Power series, why did this stay constant?

rocomath

so we took the derivative of the series, which i understand. but why is it that when the new n position was changed, why didn't the 2n+1 change as well? and i know that the n position changed b/c if it rained 0, we would have had x to the -1 as one of our terms. but i'm confused why 2n+1 is constant.

siddharth

Do you mean the range of summation? It doesn't matter if you start the sum from 0 or 1, because for n=0 the first term of the series on the right hand side is 0. Note that the derivative for the first term n=0 on the left hand side is d/dx(x^0) = 0.

d_leet

The first term is actually 1/2, but the point remains that this is a constant which has zero for a derivative.

Gib Z

I think he meant that he was confused why the other n terms changed whilst the denominator did not.

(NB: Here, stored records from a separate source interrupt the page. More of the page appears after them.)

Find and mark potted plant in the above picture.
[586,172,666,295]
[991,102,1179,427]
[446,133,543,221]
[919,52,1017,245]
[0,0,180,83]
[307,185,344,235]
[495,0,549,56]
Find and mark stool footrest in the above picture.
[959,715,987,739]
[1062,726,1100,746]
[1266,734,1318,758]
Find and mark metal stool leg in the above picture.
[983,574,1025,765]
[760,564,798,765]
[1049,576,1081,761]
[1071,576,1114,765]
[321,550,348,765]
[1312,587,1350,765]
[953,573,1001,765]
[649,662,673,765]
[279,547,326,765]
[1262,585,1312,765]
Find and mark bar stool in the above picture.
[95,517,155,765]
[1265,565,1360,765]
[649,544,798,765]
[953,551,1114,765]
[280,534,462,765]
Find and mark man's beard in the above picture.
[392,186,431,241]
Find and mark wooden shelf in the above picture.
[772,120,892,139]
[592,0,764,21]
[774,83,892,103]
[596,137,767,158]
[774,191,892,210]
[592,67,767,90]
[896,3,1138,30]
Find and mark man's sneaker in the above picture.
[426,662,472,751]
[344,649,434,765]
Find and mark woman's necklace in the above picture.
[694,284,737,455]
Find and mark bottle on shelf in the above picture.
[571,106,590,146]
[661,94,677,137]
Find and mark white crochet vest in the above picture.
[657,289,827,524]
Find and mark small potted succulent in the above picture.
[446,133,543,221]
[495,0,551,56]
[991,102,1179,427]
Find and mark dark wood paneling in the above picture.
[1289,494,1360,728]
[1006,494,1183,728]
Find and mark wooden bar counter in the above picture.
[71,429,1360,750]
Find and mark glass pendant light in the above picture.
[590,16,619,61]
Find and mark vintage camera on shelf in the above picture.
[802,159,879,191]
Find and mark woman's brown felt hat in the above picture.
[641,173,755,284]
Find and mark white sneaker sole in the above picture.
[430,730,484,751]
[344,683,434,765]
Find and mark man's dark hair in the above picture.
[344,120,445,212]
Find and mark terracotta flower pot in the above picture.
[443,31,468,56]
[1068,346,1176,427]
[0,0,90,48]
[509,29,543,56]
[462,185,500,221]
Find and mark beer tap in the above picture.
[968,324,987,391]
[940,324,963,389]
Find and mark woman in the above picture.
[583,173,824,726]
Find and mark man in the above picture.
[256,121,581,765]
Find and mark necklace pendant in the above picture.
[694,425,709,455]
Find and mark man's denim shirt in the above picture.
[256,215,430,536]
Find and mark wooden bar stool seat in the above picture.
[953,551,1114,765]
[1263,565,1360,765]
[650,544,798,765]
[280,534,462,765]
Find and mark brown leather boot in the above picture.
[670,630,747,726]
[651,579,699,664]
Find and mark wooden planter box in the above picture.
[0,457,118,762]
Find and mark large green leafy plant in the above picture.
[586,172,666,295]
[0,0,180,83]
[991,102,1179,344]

Think carefully about what you actually took respect to, and what variables are held constant.

cristo

I don't think he's asking that, since the answer would simply be "you're differentiating wrt x, not n." I suspect his question has been answered by the above posts.

If not, then rocophysics, could you clarify what your questions actually is?

rocomath

Sorry for the confusion. I'm confused about this part:

[tex]2^{n+1}[/tex]

How come it did not become 2^(n+2) or something like that after n went from 0 to 1. Is it because we took the derivative wrt to x, and not n? If so, then my question was answered, I was just so confused.

Thanks!

cristo

Ok, initially there's no reason to set the sum from 1 to infinity in the derivative, so we have [tex]\frac{d}{dx}\left(\sum_{n=0}^{\infty}\frac{1}{2^{n+1}}x^n\right)=\sum_{ n=0}^{\infty}\frac{n}{2^{n+1}}x^{n-1}[/tex]

But, if you plug n=0 into the right hand side, you obtain 0 for all x, hence we can write the sum without the first term.

(This is pretty much what d_leet said above).